Threat Actors Weaponizing RAR Archives to Target Thailand’s Healthcare Sector

MITRE Techniques

• [T1566.001] Spearphishing Attachment – The campaign began with malicious RAR archives delivered as healthcare-themed attachments (‘malicious RAR archives containing obfuscated batch scripts and executable payloads’).
• [T1204.002] User Execution: Malicious File – The victim had to open the lure archive/document to trigger the infection chain (‘lures distributed through malicious RAR archives’).
• [T1027] Obfuscated Files or Information – Multiple stages used obfuscation and junk code to hide malicious logic (‘obfuscated batch scripts’, ‘junk data and obfuscation logic’).
• [T1036] Masquerading – Payloads were disguised as legitimate files such as PNGs, TXT files, and healthcare documents (‘masquerading as a PNG image’, ‘spoofed medical records’).
• [T1059.003] Windows Command Shell – Batch scripts and cmd commands were used to execute the malware chain (‘cmd /c “curl … && call …”’).
• [T1059.001] PowerShell – PowerShell downloaded, decoded, and executed payloads (‘PowerShell to decode the embedded content’, ‘powershell.exe -WindowStyle Hidden -Command’).
• [T1070.004] File Deletion – Temporary artifacts and downloaded archives were deleted after use (‘temporary artifacts are removed’, ‘del C:UsersPublicDesktops.zip’).
• [T1547.001] Registry Run Keys / Startup Folder – Persistence was established by placing WindowSecuryt.bat in the Windows Startup folder (‘Placement within the Startup directory ensures automatic execution’).
• [T1548] Abuse Elevation Control Mechanism – The secondary payload attempted to relaunch with elevated privileges (‘attempts to relaunch itself with elevated privileges’).

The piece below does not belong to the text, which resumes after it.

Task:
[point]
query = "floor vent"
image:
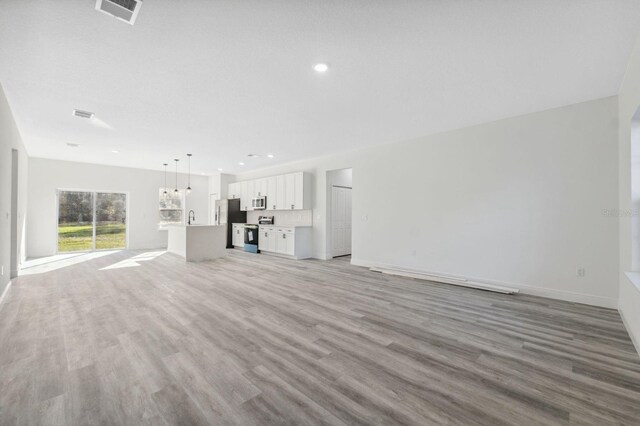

• [T1033] System Owner/User Discovery – The exfiltration metadata included usernames and system identifiers (‘System identifiers’, ‘Username information’).
• [T1555] Credentials from Password Stores – The stealer targeted stored credentials and session artifacts (‘Harvests stored credentials and session information’).
• [T1555.003] Credentials from Web Browsers – The malware specifically terminated browsers to access browser databases and cookies (‘Google Chrome, Microsoft Edge, Brave’).
• [T1560] Archive Collected Data – Harvested data was compressed into ZIP archives before exfiltration (‘Compresses harvested data into ZIP archives’).
• [T1005] Data from Local System – The stealer collected local browser data and staged files on disk (‘Collects browser-related data’, ‘Stages collected data within temporary directories’).
• [T1105] Ingress Tool Transfer – Additional payloads were downloaded from GitHub-hosted infrastructure (‘DownloadFile’, ‘curl … from a GitHub-hosted repository’).
• [T1071.001] Application Layer Protocol: Web Protocols – The malware used HTTPS/Web requests for retrieval and transmission (‘https://github.com/…’, ‘api.telegram.org’).
• [T1102] Web Service – The attackers relied on GitHub as a legitimate service for hosting payloads (‘GitHub-hosted payload delivery’).
• [T1567] Exfiltration Over Web Service – Stolen data was sent out through Telegram Bot API requests (‘attempted to transmit stolen data to attacker-controlled Telegram channels’).
• [T1567.002] Exfiltration to Cloud Storage/Web Service – The campaign used Telegram channels as a cloud/web service exfiltration path (‘Telegram Bot API’).